Baru saja Gusiana akan membuka suara lagi, tiba- tiba ponsel Salma mengeluarkan suara notifikasi yang sangat besar yang mengejutkan mereka bertiga. Sontak saja Salma langsung menutup speaker ponselnya karena ia tidak tahu bagaimaba cara mengecilkan suara tersebut. Dan akhirnya notifikasi itu berhenti. Salma mendapatkan balasan dengan cepat.

"Kenapa suaranya besar sekali?!" tanya nenek Marimar.

"Aku tidak tahu, nenek. Aku tidak pernah mengotak-atiknya, dan entah dimana tombol volumenya, padahal yang kutahu ponsel canggih seperti ini memiliki tombol volume," ucap Salma.

"Huft, lupakan soal itu. Apa itu balasan dari Isa?"

"Sebentar." Salma mengecek notifikasi itu. "Iya."

"Iya? Itu artinya dia mengetik secepat kilat? Bagaimana bisa?" Gusiana terpelongo.

"Ini mustahil," gumam Salma yang juga tidak menyangka kalau balasan Isa yang lebih panjang darinya itu bisa Isa ketik berkali-kaki lipat lebih cepat darinya.

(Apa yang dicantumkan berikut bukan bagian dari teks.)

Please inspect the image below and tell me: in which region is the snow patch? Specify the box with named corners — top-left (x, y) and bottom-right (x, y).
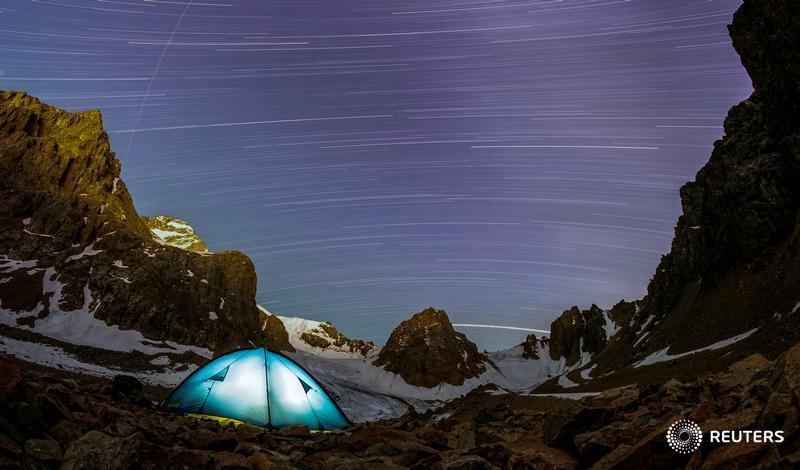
top-left (0, 336), bottom-right (194, 387)
top-left (67, 243), bottom-right (103, 261)
top-left (633, 328), bottom-right (758, 367)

"Apa isinya?" tanya nenek Marimar.

"Isa mengatakan kalau Arvin ada di mansion. Semua orang menungguku dan bibi Gabriela," jawab Salma.

"Itu artinya Arvin tidak akan menjemput kita?" tanya Gusiana.

"Kupikir begitu," ucap Salma.

"Kalau begitu, tunggu apa lagi? Semua orang disana sudah menunggu kalian dan brownies-brownies itu. Jangan membuang waktu disini, matahari sudah mulai terlihat jelas, jadi pergilah cepat," suruh nenek Marimar.

"Ya, tapi, kenapa Arvin tidak memiliki inisiatif untuk menjemput kami?"

"Salma cucuku, hal itu bukanlah sebuah perkara besar, sudah nenek bilang kalau setiap orang memiliki pemikiran dan pendapat yang berbeda, kau tidak bisa memaksa Arvin untuk berinisiatif dan memiliki jalan pikiran yang sama denganmu. Sudahlah, lupakan soal itu."

"Baiklah, ayo kita pergi," ajak Gusiana.

Wajah Salma yang tadinya menunjukkan rasa kecemasan, kini berubah menunjukkan rasa kekecewaan, dan kedua perasaannya itu ditujukan pada satu orang yang sama: Arvin.